これは学校によって異なりますので、学校選択の段階でお話をして決めていく必要がありますが、取れるのはIB、国際バカロレア、アメリカの高校卒業資格、イギリスのAレベルという大学進学資格、スイスマチューラというスイスの高校卒業資格、フランスの高校卒業資格、ドイツの高校卒業資格。これが選択肢としてあります。
もちろん、日本人が行くと英語がネイティブではないので、IB、国際バカロレアかアメリカの高校卒業資格を取って卒業する人が実際は多いです。

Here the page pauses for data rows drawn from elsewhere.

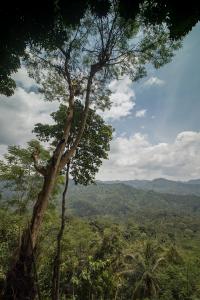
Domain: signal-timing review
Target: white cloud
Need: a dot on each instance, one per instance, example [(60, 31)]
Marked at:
[(18, 115), (153, 81), (136, 158), (122, 98), (22, 78), (141, 113)]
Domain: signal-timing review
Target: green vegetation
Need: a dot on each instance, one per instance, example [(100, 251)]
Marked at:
[(118, 243)]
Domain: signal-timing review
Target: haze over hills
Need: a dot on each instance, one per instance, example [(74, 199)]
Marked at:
[(162, 185), (158, 197), (123, 200)]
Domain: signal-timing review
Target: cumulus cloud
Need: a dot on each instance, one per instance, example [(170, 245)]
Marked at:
[(141, 113), (122, 98), (136, 158), (18, 115), (22, 79), (153, 81)]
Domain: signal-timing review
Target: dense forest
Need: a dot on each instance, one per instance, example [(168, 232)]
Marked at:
[(119, 242)]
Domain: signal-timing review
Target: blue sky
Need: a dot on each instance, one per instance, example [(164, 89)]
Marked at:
[(173, 103), (156, 120)]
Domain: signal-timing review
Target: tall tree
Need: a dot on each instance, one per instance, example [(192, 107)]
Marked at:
[(98, 50)]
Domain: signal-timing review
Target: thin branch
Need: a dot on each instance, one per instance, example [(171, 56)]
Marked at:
[(40, 169)]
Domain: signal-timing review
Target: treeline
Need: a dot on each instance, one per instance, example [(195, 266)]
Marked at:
[(103, 258)]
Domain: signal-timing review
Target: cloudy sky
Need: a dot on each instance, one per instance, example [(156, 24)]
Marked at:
[(156, 121)]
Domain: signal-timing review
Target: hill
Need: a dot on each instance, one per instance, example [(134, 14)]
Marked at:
[(162, 185), (123, 200)]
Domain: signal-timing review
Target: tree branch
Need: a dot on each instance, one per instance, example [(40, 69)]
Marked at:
[(40, 169)]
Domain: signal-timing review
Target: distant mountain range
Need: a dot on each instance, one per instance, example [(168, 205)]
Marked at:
[(161, 185), (159, 197), (123, 199)]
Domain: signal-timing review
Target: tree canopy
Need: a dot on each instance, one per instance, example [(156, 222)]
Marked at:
[(38, 23)]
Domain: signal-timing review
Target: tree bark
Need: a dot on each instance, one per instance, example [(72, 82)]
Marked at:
[(57, 259), (20, 283)]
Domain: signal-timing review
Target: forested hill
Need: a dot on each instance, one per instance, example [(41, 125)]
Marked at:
[(122, 200), (162, 185)]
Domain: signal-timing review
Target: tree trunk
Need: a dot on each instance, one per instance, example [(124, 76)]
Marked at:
[(20, 279), (56, 267)]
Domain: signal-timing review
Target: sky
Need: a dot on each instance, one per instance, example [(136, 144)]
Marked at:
[(156, 120)]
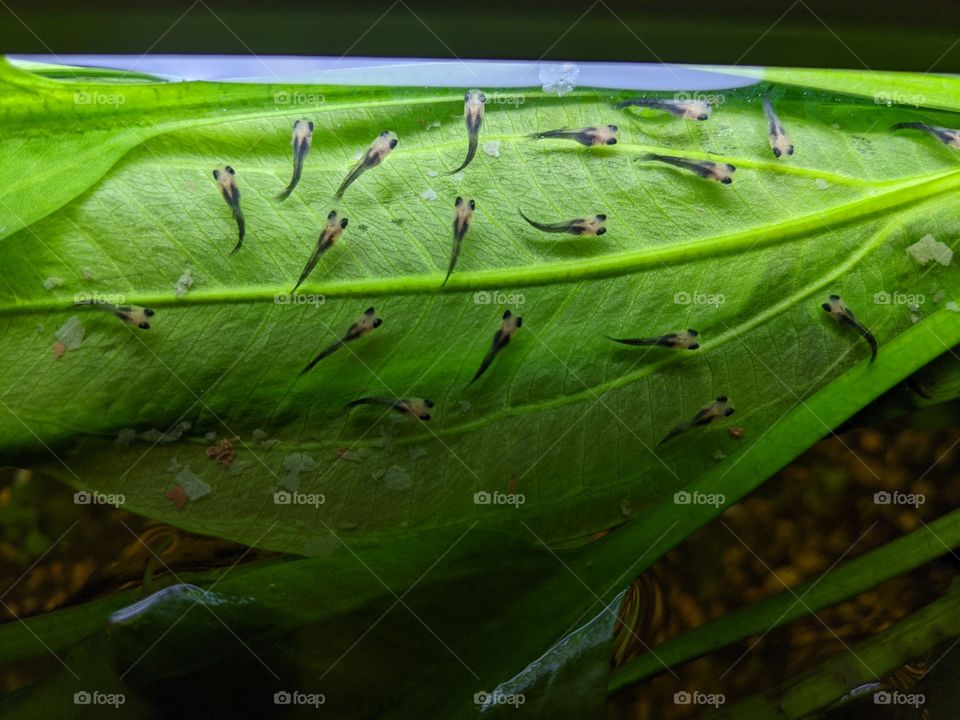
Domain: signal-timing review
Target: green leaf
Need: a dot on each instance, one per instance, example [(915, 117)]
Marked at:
[(565, 418)]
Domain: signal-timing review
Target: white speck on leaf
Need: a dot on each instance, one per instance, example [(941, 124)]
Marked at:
[(929, 248), (559, 78), (184, 283), (70, 334)]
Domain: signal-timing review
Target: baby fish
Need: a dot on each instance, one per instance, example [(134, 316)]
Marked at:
[(689, 109), (331, 233), (463, 214), (501, 339), (945, 135), (720, 172), (779, 142), (415, 407), (685, 340), (130, 314), (302, 137), (228, 188), (842, 314), (473, 108), (719, 408), (376, 154), (581, 226), (604, 135), (367, 322)]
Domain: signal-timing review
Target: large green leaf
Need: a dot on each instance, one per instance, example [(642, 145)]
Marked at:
[(564, 417)]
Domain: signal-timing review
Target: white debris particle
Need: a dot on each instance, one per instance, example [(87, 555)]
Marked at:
[(184, 283), (194, 486), (294, 464), (70, 334), (559, 78), (492, 148), (397, 478), (929, 248), (417, 452)]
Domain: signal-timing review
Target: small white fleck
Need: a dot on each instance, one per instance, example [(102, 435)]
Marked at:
[(70, 334), (492, 148), (184, 283), (929, 248), (559, 78)]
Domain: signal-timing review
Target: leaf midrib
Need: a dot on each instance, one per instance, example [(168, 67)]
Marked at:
[(613, 265)]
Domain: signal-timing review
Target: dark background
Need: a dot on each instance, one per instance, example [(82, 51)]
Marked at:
[(880, 34)]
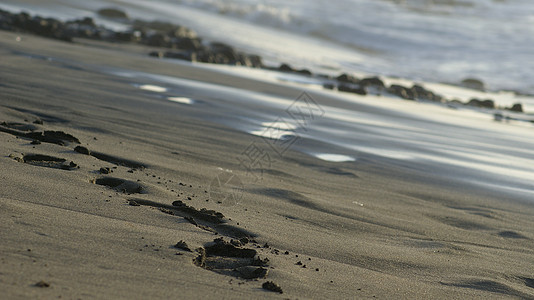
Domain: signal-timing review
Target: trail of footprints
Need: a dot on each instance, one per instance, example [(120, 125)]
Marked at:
[(234, 253), (235, 257)]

しかし、中には行ってからフランス語とイタリア語もできるようになったから、スイスの高校卒業資格を目指すという人もいます。
他の国に行けば、こんなに選択肢は多くありません。一つの国に行って、こんなにいろいろな国の高校卒業資格は取れません。もちろん、どれか一つを選ばなくてはなりませんが。
渋谷:日本で文系理系に分かれるように選択をしていくのだと思いますが、IBやドイツ、フランスを選択すると、一つしか選べないという認識で合っていますか?
天野:高校卒業資格なので、どれか一つになります。ただ、IBに関しては、アメリカの高校卒業資格を取っているけれども、すごく得意な科目だけIBのテストを受けたということもできます。それは、他のところではできません。
渋谷:ちなみにドイツの高校卒業資格を取ると、ドイツの大学しか行けないのですか?
天野:そこなのです。どこの国の大学に行きたいかによって、どのカリキュラムを取るのかが選択肢になります。どの国にも行ける国際バカロレアが、今はダントツの人気です。
ただ、イギリスの大学に行きたければイギリスのAレベルが基本になります。イギリスの大学は3年しか行かなくていいのです。Aレベルで専門科目を絞って行ってしまうので、イギリスでこの学部に行くと決めている人は、イギリスのAレベルを取ります。
渋谷:イギリスのAレベルを取った場合と、インターナショナルバカロレアを取った場合を比べると、あるイギリスの大学に行くとき、Aレベルで入る人の募集数が決まっているなどがあるのですか?
天野:そういう感じです。今は過渡期ですが、だんだんIBを卒業資格として認める学校も出てきています。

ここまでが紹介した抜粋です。